Le déclin des démocraties s'opère le plus souvent sous le couvert de la lutte contre le terrorisme. De la Rome antique au Washington contemporain, la peur a toujours été la meilleure ennemie de l’État de droit. Au motif légitime de protéger la population, et en général avec son plein accord, les gouvernants s'affranchissent des règles qui contraignent leur action. Ils portent alors directement atteinte au principe de la séparation des pouvoirs lequel, depuis Montesquieu, constitue l'étalon de toute société démocratique. C'est bien cela qui est en jeu quand nous décidons d’expulser des ressortissants étrangers soupçonnés de terrorisme au risque d'être torturés dans leur pays d'origine.
La polémique a enflé ces dernières semaines. Après l'odieux assassinat d'Arras, Gérald Darmanin a affirmé vouloir procéder à des renvois immédiats d'étrangers jugés dangereux par ses services. C’est ainsi qu'un Ouzbek a été expulsé en urgence malgré une mesure provisoire de protection qui lui avait été accordée par la Cour EDH. Cette dernière avait pourtant jugé qu'un renvoi dans son pays d’origine présentait un risque trop important pour son intégrité physique. Le Conseil d'État, saisi du dossier dans la continuité de la solution européenne, vient d'enjoindre à la France de prendre toutes les mesures utiles afin de permettre son retour. Lire ici ]
Dans un État de droit, le Gouvernement n'aurait aucun choix. Condamné par la Cour européenne comme par la Cour administrative suprême, il devrait s'exécuter. Dans un État de droit, oui mais pas en France. En France, le ministre de l'Intérieur « assume ». Pour Gérald Darmanin : « Qu'importe les décisions des uns et des autres », il va « tout organiser » pour que l’expulsé « ne puisse pas revenir ». Un représentant du Gouvernement choisit ainsi publiquement de ne pas exécuter une décision de justice définitive. Voilà pour le respect de la séparation des pouvoirs.
Plusieurs observations : d'abord, c'est à force d'exceptions que disparait la règle. Porter atteinte à la garantie des droits pour quelque utile raison que ce soit à court terme, présente toujours un danger à long terme. L'histoire la plus récente et l'expansion en Occident de l'illibéralisme est là pour nous le rappeler.
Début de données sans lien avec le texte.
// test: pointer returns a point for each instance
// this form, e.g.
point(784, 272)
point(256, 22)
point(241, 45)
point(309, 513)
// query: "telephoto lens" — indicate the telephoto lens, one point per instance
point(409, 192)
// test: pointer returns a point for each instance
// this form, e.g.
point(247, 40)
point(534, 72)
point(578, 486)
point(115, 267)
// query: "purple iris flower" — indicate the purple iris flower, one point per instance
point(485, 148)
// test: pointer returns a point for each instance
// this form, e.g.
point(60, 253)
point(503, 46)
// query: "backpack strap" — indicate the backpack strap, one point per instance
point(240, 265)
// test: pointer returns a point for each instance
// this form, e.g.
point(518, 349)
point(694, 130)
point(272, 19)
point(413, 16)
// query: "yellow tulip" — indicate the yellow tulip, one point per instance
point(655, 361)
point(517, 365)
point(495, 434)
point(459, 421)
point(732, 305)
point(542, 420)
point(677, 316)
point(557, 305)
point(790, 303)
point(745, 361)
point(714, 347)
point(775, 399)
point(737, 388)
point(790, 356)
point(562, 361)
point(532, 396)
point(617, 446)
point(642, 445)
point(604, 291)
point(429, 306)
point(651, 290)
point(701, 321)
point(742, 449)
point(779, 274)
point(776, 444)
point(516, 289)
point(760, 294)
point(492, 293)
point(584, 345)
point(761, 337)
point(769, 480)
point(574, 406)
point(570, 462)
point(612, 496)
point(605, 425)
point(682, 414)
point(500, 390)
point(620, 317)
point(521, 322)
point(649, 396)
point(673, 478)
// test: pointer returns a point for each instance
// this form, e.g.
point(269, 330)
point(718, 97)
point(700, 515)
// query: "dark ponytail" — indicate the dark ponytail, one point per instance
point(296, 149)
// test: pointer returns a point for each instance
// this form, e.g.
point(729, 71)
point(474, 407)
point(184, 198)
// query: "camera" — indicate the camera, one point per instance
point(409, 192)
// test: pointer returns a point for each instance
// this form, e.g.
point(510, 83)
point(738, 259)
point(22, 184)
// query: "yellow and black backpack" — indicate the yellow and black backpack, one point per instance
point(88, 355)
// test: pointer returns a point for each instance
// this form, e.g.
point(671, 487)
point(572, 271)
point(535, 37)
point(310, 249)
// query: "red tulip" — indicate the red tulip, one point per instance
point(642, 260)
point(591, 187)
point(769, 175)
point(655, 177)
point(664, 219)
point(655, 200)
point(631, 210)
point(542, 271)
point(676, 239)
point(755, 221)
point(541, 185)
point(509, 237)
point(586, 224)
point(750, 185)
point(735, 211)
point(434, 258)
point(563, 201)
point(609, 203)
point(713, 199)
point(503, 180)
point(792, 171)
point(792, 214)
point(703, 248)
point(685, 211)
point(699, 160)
Ensuite, en opposant volonté politique et autorité judiciaire, un ministre porte nécessairement atteinte à l'unité de l’État en affaiblissant les Institutions. Dénigrer l'autorité des juges c’est dévaloriser aux yeux de la Nation le seul contre-pouvoir susceptible de limiter les ambitions souverainistes d’un prochain gouvernement. C'est d'autant plus dangereux quand on sait qu'un tel Gouvernement ne manquerait pas de se fonder sur sa légitimé élective et donc populaire pour méconnaitre les libertés individuelles. Enfin, sans angélisme peut-on encore parler d'humanisme ? Voulons-nous vraiment être ce pays qui, sur la base de soupçons policiers, seraient-ils justifiés, renvoie sans vergogne des personnes dans un pays dans lequel nous savons qu'elles risquent d’être torturées voire tuées.
Le fondement des démocraties est de garantir les libertés de tous y compris celles de ses ennemis. Y voir une faiblesse, c'est accepter de perdre notre âme et avec elle le combat que nous sommes en train de mener.
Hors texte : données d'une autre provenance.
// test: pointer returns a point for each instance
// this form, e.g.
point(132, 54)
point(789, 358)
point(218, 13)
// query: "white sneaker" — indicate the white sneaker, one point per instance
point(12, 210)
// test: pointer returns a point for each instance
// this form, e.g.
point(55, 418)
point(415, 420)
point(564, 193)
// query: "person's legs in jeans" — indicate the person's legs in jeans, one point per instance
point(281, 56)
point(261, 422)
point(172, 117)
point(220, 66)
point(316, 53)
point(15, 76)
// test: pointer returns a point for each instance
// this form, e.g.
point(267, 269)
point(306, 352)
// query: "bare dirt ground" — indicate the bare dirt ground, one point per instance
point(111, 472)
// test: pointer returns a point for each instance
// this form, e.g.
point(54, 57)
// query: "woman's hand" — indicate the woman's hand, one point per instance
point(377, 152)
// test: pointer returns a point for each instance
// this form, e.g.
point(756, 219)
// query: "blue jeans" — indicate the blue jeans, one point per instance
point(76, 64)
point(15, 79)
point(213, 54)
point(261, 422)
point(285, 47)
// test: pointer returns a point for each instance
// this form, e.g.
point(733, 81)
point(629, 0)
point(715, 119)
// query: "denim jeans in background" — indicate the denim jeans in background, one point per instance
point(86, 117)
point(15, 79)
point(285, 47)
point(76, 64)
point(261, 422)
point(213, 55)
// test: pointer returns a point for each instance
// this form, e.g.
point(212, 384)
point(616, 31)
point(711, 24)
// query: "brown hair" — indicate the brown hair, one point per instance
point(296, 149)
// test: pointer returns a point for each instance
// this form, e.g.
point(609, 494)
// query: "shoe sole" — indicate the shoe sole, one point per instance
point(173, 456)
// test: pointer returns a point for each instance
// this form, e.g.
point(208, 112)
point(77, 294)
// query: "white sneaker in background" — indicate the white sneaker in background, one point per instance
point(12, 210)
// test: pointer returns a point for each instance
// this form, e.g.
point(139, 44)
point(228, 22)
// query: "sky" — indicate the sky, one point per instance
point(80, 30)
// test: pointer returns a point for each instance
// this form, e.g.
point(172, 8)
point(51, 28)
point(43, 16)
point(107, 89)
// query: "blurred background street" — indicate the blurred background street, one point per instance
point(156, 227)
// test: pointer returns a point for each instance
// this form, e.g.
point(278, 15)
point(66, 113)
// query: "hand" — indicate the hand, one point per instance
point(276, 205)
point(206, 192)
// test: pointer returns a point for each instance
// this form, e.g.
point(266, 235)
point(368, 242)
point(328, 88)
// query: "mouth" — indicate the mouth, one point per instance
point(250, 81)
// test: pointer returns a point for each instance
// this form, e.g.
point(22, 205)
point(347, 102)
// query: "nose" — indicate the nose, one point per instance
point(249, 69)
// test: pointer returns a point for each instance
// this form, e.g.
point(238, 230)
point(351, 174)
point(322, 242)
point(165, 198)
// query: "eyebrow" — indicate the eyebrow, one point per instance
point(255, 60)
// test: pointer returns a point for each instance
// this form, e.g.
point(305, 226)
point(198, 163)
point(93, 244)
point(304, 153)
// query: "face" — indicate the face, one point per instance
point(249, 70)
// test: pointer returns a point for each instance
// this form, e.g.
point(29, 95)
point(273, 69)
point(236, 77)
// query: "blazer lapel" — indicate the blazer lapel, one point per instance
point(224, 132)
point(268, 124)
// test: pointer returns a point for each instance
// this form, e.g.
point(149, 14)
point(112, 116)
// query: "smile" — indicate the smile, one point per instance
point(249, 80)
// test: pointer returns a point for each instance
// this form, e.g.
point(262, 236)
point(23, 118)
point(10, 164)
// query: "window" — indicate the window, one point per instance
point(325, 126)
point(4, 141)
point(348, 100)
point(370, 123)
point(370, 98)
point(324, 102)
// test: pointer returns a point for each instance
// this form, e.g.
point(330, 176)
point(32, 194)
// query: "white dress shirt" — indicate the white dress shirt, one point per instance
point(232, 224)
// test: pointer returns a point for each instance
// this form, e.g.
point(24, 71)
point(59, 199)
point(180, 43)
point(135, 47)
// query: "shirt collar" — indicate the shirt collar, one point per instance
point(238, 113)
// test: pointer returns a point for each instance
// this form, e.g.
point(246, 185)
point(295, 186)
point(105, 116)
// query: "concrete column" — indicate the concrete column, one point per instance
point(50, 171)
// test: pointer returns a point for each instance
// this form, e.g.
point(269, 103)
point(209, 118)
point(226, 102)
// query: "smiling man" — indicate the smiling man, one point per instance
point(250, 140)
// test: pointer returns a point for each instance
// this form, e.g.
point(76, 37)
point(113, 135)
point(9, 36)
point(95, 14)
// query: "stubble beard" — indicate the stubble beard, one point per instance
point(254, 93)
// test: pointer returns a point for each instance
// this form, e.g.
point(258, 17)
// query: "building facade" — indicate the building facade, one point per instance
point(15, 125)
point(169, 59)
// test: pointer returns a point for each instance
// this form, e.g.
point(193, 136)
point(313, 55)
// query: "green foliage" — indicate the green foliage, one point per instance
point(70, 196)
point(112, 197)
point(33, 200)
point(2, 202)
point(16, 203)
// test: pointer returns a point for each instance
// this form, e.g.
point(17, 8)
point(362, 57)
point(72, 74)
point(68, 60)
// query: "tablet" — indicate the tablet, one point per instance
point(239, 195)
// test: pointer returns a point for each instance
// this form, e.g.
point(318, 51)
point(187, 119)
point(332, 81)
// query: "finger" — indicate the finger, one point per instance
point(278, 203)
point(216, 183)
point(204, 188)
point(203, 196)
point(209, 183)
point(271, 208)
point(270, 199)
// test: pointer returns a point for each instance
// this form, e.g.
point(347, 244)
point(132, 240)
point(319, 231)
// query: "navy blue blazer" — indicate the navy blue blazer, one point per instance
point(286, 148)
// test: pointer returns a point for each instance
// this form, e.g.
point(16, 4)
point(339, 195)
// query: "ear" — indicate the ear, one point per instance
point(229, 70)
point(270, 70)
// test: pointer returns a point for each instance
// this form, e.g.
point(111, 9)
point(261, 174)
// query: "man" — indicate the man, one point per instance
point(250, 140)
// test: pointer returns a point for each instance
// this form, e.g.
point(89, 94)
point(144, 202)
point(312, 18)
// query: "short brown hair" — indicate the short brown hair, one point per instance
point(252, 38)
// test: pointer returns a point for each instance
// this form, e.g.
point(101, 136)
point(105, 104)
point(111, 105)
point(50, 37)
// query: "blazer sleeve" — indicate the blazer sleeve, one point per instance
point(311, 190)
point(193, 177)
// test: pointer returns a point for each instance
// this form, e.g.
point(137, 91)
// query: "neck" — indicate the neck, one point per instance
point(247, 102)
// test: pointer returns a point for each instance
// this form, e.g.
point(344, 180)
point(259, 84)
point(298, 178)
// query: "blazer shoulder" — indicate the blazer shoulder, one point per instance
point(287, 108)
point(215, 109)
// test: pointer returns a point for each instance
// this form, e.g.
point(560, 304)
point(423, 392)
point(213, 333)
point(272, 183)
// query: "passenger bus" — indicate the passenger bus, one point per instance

Énorme +1. Ne jamais être aussi con que ses ennemis.
Le fait que la moindre administration, pas uniquement les ministères, donc, passe son temps à s'exonérer de rendre des comptes, à n'en faire qu'à sa tête, persuadée d'être dans le Bien (tm), au point de se saborder en service rendu au citoyen, est un problème clé et ancien…
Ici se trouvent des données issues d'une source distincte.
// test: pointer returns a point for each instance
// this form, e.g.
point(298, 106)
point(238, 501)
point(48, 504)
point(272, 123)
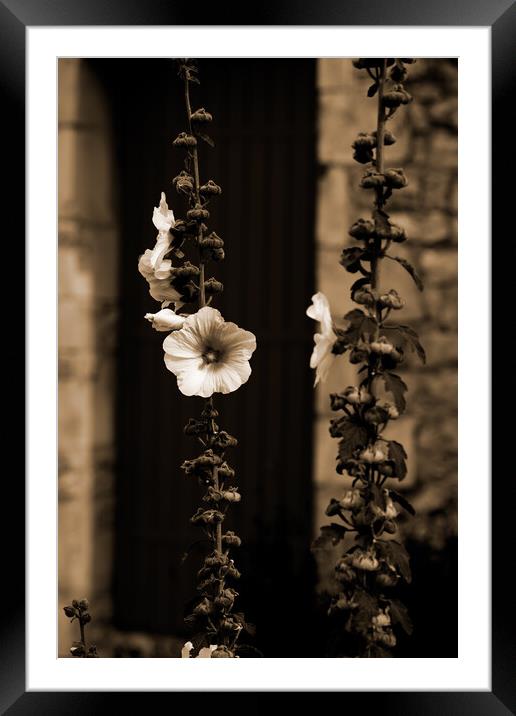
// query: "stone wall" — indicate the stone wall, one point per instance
point(88, 242)
point(427, 149)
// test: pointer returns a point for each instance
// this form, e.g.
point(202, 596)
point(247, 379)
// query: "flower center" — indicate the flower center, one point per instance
point(210, 355)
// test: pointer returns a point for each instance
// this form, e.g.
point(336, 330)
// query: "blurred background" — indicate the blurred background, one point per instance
point(283, 130)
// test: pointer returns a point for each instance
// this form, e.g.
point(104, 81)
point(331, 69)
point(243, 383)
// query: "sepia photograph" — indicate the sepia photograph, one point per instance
point(257, 337)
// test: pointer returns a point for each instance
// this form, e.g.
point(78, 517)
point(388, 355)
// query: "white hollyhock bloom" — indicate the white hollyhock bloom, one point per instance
point(322, 358)
point(163, 217)
point(209, 355)
point(165, 320)
point(204, 653)
point(152, 265)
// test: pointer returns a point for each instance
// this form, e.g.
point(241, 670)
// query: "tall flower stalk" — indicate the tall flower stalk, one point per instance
point(207, 355)
point(364, 611)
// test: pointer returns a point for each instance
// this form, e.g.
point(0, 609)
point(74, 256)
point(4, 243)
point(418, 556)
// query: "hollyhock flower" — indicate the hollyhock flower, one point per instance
point(165, 320)
point(152, 265)
point(204, 653)
point(209, 355)
point(322, 357)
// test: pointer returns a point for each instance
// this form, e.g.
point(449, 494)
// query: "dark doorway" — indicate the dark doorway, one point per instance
point(264, 130)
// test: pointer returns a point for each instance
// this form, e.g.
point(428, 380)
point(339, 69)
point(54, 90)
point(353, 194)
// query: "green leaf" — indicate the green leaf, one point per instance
point(353, 434)
point(409, 268)
point(412, 339)
point(396, 555)
point(398, 455)
point(330, 535)
point(399, 615)
point(396, 497)
point(395, 385)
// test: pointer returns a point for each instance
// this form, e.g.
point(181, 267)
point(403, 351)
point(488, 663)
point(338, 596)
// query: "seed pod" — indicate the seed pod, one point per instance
point(210, 188)
point(230, 539)
point(222, 652)
point(198, 214)
point(395, 178)
point(203, 608)
point(201, 115)
point(184, 140)
point(372, 180)
point(183, 183)
point(212, 241)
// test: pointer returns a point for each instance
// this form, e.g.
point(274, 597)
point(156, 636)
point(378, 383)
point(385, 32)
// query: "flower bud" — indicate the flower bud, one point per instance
point(201, 115)
point(231, 495)
point(390, 409)
point(382, 619)
point(212, 286)
point(344, 572)
point(387, 638)
point(183, 183)
point(372, 180)
point(77, 649)
point(386, 580)
point(351, 499)
point(212, 241)
point(198, 214)
point(165, 320)
point(390, 527)
point(365, 561)
point(203, 608)
point(224, 440)
point(333, 508)
point(225, 472)
point(210, 188)
point(358, 355)
point(186, 271)
point(395, 178)
point(382, 346)
point(391, 299)
point(364, 297)
point(362, 229)
point(230, 539)
point(185, 140)
point(374, 453)
point(218, 254)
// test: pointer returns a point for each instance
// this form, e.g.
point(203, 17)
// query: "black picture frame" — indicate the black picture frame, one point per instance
point(500, 16)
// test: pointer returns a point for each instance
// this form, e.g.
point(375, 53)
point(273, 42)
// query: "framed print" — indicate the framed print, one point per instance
point(259, 273)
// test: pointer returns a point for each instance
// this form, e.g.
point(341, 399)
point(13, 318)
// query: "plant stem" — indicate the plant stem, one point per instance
point(380, 134)
point(83, 638)
point(195, 161)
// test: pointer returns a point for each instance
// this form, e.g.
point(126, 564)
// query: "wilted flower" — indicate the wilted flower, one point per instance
point(322, 357)
point(382, 619)
point(366, 561)
point(209, 355)
point(152, 265)
point(165, 320)
point(374, 453)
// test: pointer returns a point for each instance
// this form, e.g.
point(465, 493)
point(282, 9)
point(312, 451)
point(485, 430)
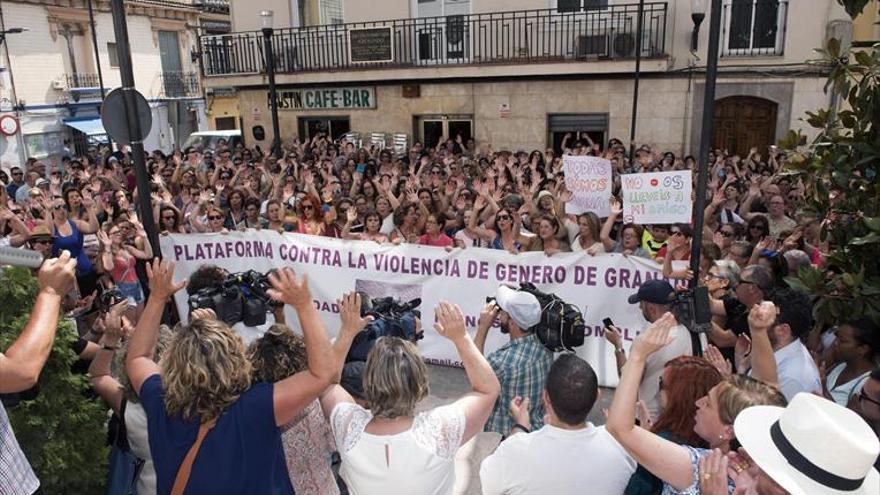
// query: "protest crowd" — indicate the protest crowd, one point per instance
point(764, 403)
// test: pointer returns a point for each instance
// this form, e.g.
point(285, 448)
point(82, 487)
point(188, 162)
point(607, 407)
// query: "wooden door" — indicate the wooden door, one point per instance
point(743, 122)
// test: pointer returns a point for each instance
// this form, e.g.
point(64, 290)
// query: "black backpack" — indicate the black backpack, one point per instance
point(562, 324)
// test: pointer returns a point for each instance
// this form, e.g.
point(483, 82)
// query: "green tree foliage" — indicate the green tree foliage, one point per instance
point(62, 431)
point(840, 169)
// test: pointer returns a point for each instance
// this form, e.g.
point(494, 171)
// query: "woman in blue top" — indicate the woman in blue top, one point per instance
point(205, 381)
point(69, 234)
point(507, 226)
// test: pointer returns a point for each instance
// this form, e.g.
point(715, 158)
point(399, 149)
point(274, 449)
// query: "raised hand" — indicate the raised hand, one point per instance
point(450, 321)
point(762, 316)
point(161, 275)
point(616, 206)
point(713, 355)
point(57, 275)
point(657, 336)
point(286, 288)
point(350, 314)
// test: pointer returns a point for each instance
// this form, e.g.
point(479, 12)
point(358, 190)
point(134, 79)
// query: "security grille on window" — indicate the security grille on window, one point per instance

Je m'interroge quand même sur ce juge qui se désarme par avance en ne prononçant pas d'astreinte à respecter son injonction.
(Je ne partage pas le point sur la justice comme rempart à l'extrême-droite. Cf. les tribunaux nazis à partir de 1933. Comme Sureau, je pense qu'il ne faut pas fétichiser le juge, la séparation des pouvoirs est une question d'institutions et de volonté du peuple, si le peuple dérive, la justice dérivera.)
ÉDIT DU 18/01/2024 : voir aussi Juger n’est pas une opinion de l'Union syndicale des magistrats administratifs (via) qui traite de « difficultés chroniques d’exécution des jugements, en particulier dans le contentieux des étrangers » en sus de l'entêtement du préfet des Alpes-Maritimes à interdire les manifestations pro-palestiniennes, et de celui du préfet de police de Paris d'interdire les manifestations d'extrême-droite. FIN DE L'ÉDIT DU 18/01/2024.